Picture: THINKSTOCK
Picture: THINKSTOCK

HAD it been released on any other day, the new White Paper on the proposed National Health Insurance (NHI) system might have made much bigger headlines, and led to much louder cries of outrage.

The release last Friday paled into relative insignificance on one of the worst days yet on SA’s financial markets, and coverage of the report was fairly muted.

Health Minister Aaron Motsoaledi got off quite lightly for releasing a white paper that at best is disappointing given that it has taken four years to produce, supposedly with input from hundreds of interested parties on the Green Paper issued in 2011.

The new document outlines ambitious plans to implement the NHI system in three phases over 14 years, providing all South Africans with services free at the point of delivery.

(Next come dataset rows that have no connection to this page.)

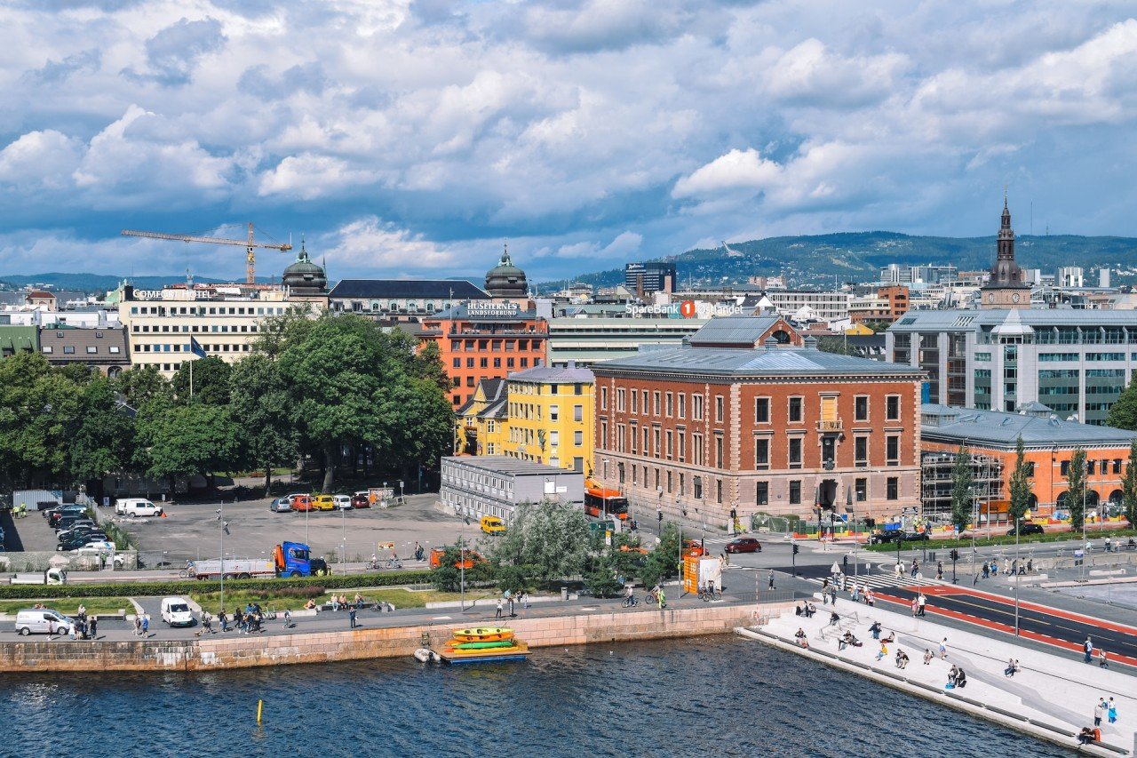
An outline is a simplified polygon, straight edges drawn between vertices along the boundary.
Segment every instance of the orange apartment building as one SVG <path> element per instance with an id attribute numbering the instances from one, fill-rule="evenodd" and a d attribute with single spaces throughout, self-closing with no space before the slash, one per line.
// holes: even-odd
<path id="1" fill-rule="evenodd" d="M 1121 503 L 1121 478 L 1129 465 L 1129 445 L 1137 432 L 1063 421 L 1040 403 L 1031 403 L 1021 413 L 926 404 L 921 417 L 924 514 L 951 512 L 946 469 L 962 445 L 972 455 L 985 458 L 982 464 L 987 465 L 991 481 L 989 487 L 980 487 L 980 500 L 1004 503 L 1003 508 L 991 508 L 990 517 L 995 521 L 1006 520 L 1005 501 L 1010 497 L 1019 437 L 1030 471 L 1032 516 L 1051 517 L 1055 510 L 1064 510 L 1070 458 L 1076 447 L 1086 451 L 1087 513 L 1103 503 Z M 981 513 L 986 510 L 982 503 L 979 510 Z"/>
<path id="2" fill-rule="evenodd" d="M 422 320 L 415 332 L 422 345 L 435 343 L 442 366 L 454 384 L 455 407 L 474 395 L 482 379 L 547 362 L 549 324 L 516 303 L 471 302 Z"/>
<path id="3" fill-rule="evenodd" d="M 913 512 L 923 373 L 792 330 L 779 344 L 774 322 L 714 319 L 682 347 L 595 364 L 603 486 L 641 517 L 720 527 L 732 510 L 812 521 L 847 501 L 857 518 Z"/>

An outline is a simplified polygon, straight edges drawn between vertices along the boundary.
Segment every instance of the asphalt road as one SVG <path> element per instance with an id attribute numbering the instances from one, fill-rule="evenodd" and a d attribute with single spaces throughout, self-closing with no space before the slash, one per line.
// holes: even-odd
<path id="1" fill-rule="evenodd" d="M 1007 631 L 1014 628 L 1014 603 L 1010 599 L 995 600 L 984 595 L 972 594 L 965 588 L 952 587 L 946 593 L 938 593 L 935 587 L 926 593 L 928 613 L 943 611 L 945 615 L 987 629 Z M 916 596 L 913 590 L 896 587 L 879 592 L 878 600 L 890 602 L 897 598 L 907 608 Z M 1021 632 L 1037 635 L 1039 642 L 1059 646 L 1080 649 L 1086 637 L 1092 637 L 1095 648 L 1104 648 L 1110 656 L 1124 656 L 1137 661 L 1137 629 L 1122 625 L 1103 625 L 1095 619 L 1059 609 L 1043 609 L 1021 605 L 1019 610 L 1019 628 Z M 1124 631 L 1128 628 L 1128 631 Z M 1065 643 L 1065 644 L 1061 644 Z M 1096 661 L 1095 661 L 1096 665 Z"/>

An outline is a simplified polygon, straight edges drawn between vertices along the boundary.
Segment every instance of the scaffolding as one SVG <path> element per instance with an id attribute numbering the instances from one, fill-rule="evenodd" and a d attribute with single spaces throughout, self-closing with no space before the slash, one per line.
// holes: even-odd
<path id="1" fill-rule="evenodd" d="M 920 455 L 921 516 L 932 524 L 952 522 L 952 472 L 954 452 L 926 452 Z M 985 503 L 1003 500 L 1003 460 L 971 453 L 973 496 L 981 509 Z"/>

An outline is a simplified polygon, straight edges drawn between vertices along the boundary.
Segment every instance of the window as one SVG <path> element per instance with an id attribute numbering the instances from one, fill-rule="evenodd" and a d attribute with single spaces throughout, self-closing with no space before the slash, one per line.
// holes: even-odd
<path id="1" fill-rule="evenodd" d="M 756 505 L 770 504 L 770 483 L 760 481 L 754 485 L 754 503 Z"/>
<path id="2" fill-rule="evenodd" d="M 754 468 L 760 471 L 770 468 L 770 440 L 764 437 L 754 438 Z"/>
<path id="3" fill-rule="evenodd" d="M 789 468 L 802 468 L 802 438 L 790 437 L 789 439 Z"/>
<path id="4" fill-rule="evenodd" d="M 885 463 L 897 465 L 901 458 L 901 438 L 898 435 L 888 435 L 885 438 Z"/>

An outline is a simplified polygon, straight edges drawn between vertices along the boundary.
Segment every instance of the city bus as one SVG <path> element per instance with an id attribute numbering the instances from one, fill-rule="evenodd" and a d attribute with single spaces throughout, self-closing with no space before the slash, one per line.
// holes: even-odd
<path id="1" fill-rule="evenodd" d="M 584 487 L 584 513 L 595 519 L 615 516 L 624 521 L 628 519 L 628 499 L 619 489 L 605 489 L 590 484 Z"/>

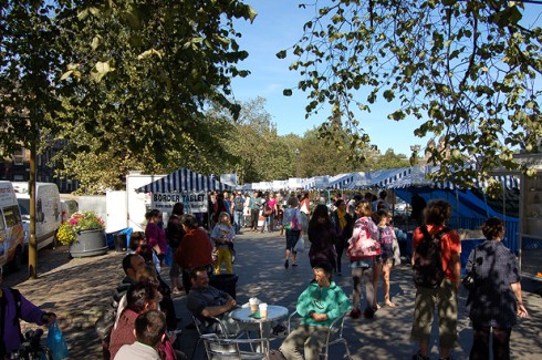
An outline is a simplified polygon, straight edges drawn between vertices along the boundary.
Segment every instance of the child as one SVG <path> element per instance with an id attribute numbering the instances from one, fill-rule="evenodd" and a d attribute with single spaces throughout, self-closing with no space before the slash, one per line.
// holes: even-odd
<path id="1" fill-rule="evenodd" d="M 220 274 L 222 263 L 226 266 L 226 272 L 233 274 L 232 267 L 232 248 L 236 238 L 236 229 L 231 226 L 230 216 L 222 212 L 218 216 L 218 223 L 211 233 L 211 240 L 215 241 L 217 249 L 217 260 L 215 263 L 215 274 Z"/>

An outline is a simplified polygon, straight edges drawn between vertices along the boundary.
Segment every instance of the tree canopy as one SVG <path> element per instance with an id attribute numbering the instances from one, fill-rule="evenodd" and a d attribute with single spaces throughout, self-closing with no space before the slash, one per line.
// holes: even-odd
<path id="1" fill-rule="evenodd" d="M 427 148 L 429 161 L 441 164 L 440 178 L 465 185 L 497 166 L 521 167 L 513 158 L 520 148 L 538 151 L 542 30 L 522 21 L 522 1 L 316 0 L 300 7 L 316 16 L 278 56 L 296 56 L 290 69 L 301 80 L 284 94 L 306 92 L 306 116 L 331 109 L 327 124 L 352 132 L 353 144 L 366 142 L 363 114 L 383 99 L 392 105 L 388 119 L 416 119 L 416 135 L 444 143 Z M 469 162 L 476 168 L 465 166 Z"/>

But it offers no meaningful new data on what this will cost, how it will be paid for and by whom. Nor is it specific on the details of the health-care services that will or will not be provided, or on the constrained role for medical schemes and the private health-care sector.

The document envisages a single NHI fund that will pay for services that will be purchased from public and private providers.

Medical schemes will be limited to providing top-up cover for unspecified "complementary" services.

The objective of delivering free and high-quality health-care services for all citizens is laudable, as is the aspiration to curb steeply rising health-care costs. Without thorough and realistic costing, however, the NHI will remain in the realm of fantasy. A separate Treasury paper on the financing of the NHI was long promised, but no representatives of the Treasury were present when Dr Motsoaledi released the White Paper last week. Instead, the document used R256bn, a number hardly different from the estimate in the 2011 document. It also relies on an economic growth projection of 3.5% a year that now seems fantastical given that growth is stuck at 1.5% or less.

The document suggests various taxes that could be raised to fund the NHI shortfall, estimated to be from R28bn to R108bn. But, it gives no indication of how such taxes would be raised in a way that "does not damage growth or affect the poor negatively", as promised by Finance Minister Pravin Gordhan this week.

In changing SA’s rating outlook to negative this week, ratings agency Moody’s noted that expensive new programmes the government was considering, such as nuclear and the NHI, were evidence political pressures were growing, casting doubt on the ability of the government to stick to its commitment to restrain spending.

If SA fails to curb spending, a ratings downgrade will follow, with many negative consequences. An NHI proposal that does not take that on board is simply reckless.

For the NHI to be acceptable, it must appeal not only to the middle class, but to workers, too, whose trade unions have fought hard to ensure they can access private healthcare through medical schemes, rather than having to rely on the dysfunctional public health-care system. An NHI that would erode the quality of healthcare that people on medical aid already have would surely be open to legal challenge.

Of even more concern is that it might drive away skills, not only the private doctors and health-care providers who might not be happy to work with a centralised NHI, but everyone with medical aid and who can choose health-care providers now, but might not be able to do so under the NHI.

Fixing public healthcare facilities is a welcome part of the plan. But raiding the coffers of the private sector in the belief that it would somehow mean better public healthcare for all is not a viable or economically healthy option.

The biggest shortcoming of the White Paper is that it does nothing to allay legitimate fears about NHI promises.